Поцелуй Арлекина | страница 55



Ты

Твой взгляд – незапное явленье

Звезды в небесной глубине,

Затмившей солнце. И мгновенье,

Когда мороз и жар – вравне.

Нельзя узрить, нельзя представить

Тебя извергнувший Эреб.

Что в этом мире может править

Душой – ослушницей судеб?

Иные праздно пенят кубки,

Они подвластны всем ветрам,

Им чужды все твои поступки

И шаг вослед твоим стопам.

Но ты! Кто ты? Камо грядеши,

Ввергая малых сих в испуг?

Далек ли путь твой? Конный, пеший?

Твой странный спутник: враг иль друг?

Я знаю: в проданное тело

За медь вольешь ты серебро,

И, разведя колени, смело

Равно презришь добро и зло.

Иль с гордой прелестью Елены

Окинешь взором вражий стан

И равнодушно вскроешь вены

В кругу плаксивых христиан.

Ты можешь все; но путь твой тайный

Лежит в окраинный предел,

И я лишь встречный и случайный

Певец твоих безвестных дел.

Дачники

Путь лежал, как оказалось, в Малин.

Мне стало это известно, впрочем, не сразу. Мы исправно проводили в пустом доме день за днем, посвящая этому часы сиесты, все более нестерпимой в июне. Почтальон стал нашим добрым знакомцем – разумеется, ничего об этом не зная. Но именно в час дня, откидываясь назад под тяжестью сумы, он шел зигзагами, как хмельной окунь, от одной стороны улицы, лишенной тени, к другой стороне улицы, тоже лишенной тени, и мне не нужно было искать часы между снятой одеждой, чтобы сориентироваться – вопреки Грибоедову – в вечности. Говоря всю правду, я сходил с ума. Вернее, я сошел с ума в том точном смысле, в котором свойство его лишать приписывали греки Венере. И как все безумцы этого рода, был своему недугу душевно рад. Даже бедняга-почтальон, обходивший улицу строго по номерам, но, конечно, опускавший нашу безнумерную, но столь жилую пустыньку, вызывал у меня трепет, если я случайно видел его не через щели пустого дома, а где-нибудь вечером, на прогулке. Но особую роль – в понимании мною своего состояния – сыграли похороны.
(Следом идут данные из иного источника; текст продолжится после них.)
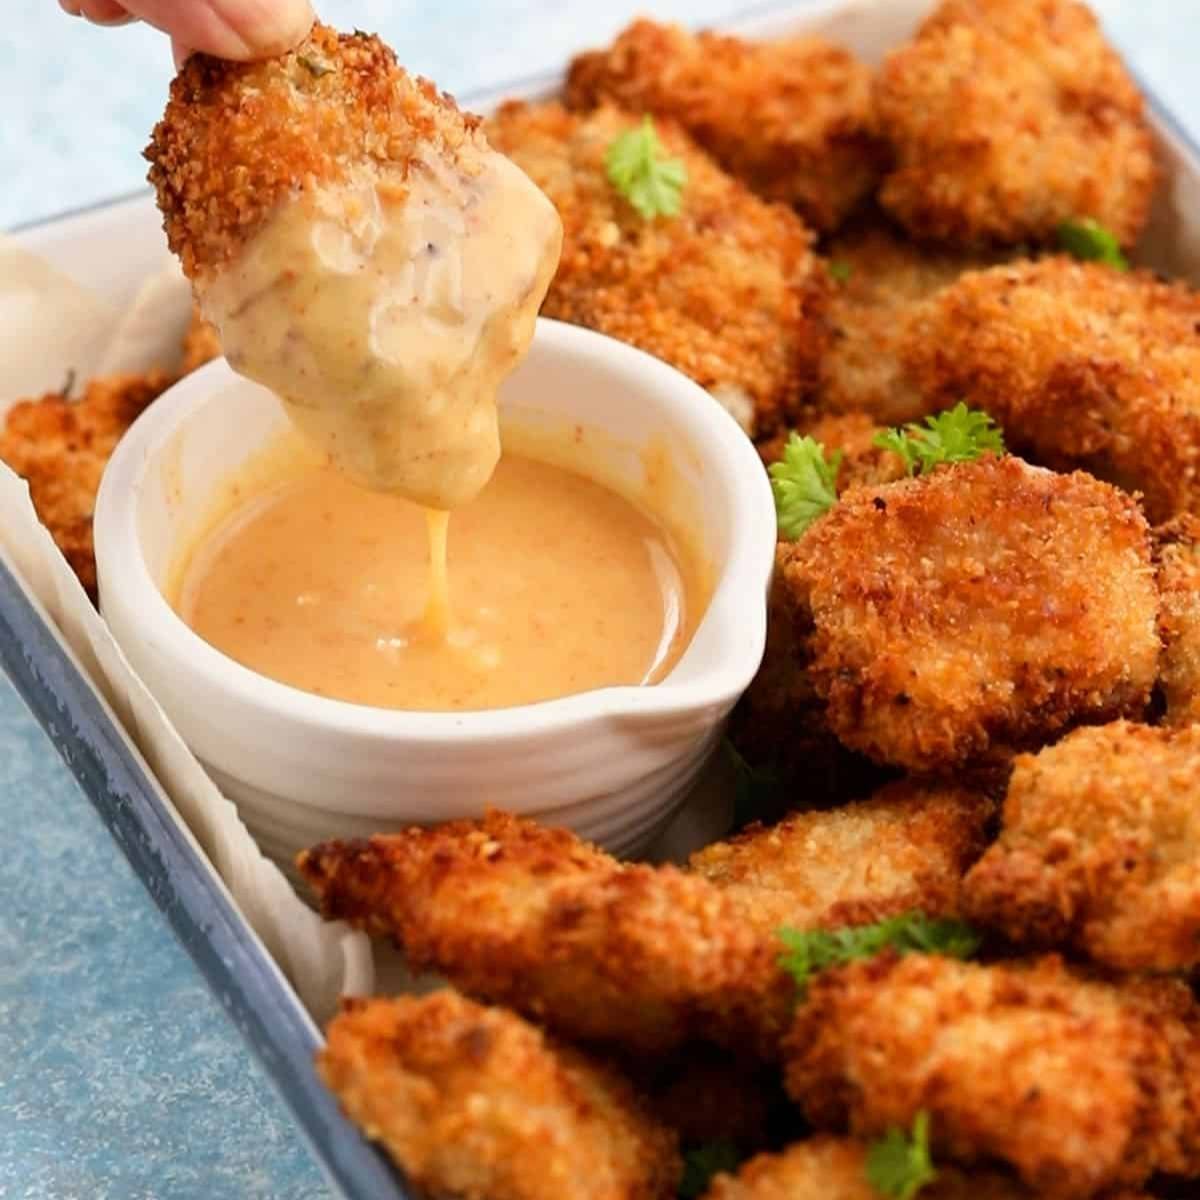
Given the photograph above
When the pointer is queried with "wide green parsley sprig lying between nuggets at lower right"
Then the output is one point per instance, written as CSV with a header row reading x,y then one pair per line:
x,y
813,951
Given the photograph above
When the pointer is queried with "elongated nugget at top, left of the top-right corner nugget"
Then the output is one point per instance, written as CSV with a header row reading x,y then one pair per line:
x,y
791,119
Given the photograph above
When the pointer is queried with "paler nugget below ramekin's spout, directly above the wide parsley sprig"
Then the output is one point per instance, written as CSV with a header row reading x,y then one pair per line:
x,y
907,848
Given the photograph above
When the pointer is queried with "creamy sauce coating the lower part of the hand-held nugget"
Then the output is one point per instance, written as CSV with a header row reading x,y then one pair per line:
x,y
387,314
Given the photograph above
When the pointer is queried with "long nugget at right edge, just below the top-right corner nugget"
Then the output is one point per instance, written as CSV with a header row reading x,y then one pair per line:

Кладбище располагалось в лесу – не в том, что вел к станции. К нему нужно было идти мимо двора Ольги Павловны и дальше на юг.

Второй – прямой – путь пролегал вдоль леса по улице, тоже, как понятно, Лесной. По нему носили старух-богомолок, не признававших новшеств вроде оркестра. Носили, однако ж, с пением. Обе улицы проходили по разным сторонам «нашего» забора. Именно пение – протяжное, неспешное и словно не знавшее горя, но оттого такое же страшное, как мажор труб в похоронном марше, – впервые застало нас врасплох две недели спустя после первой сиесты.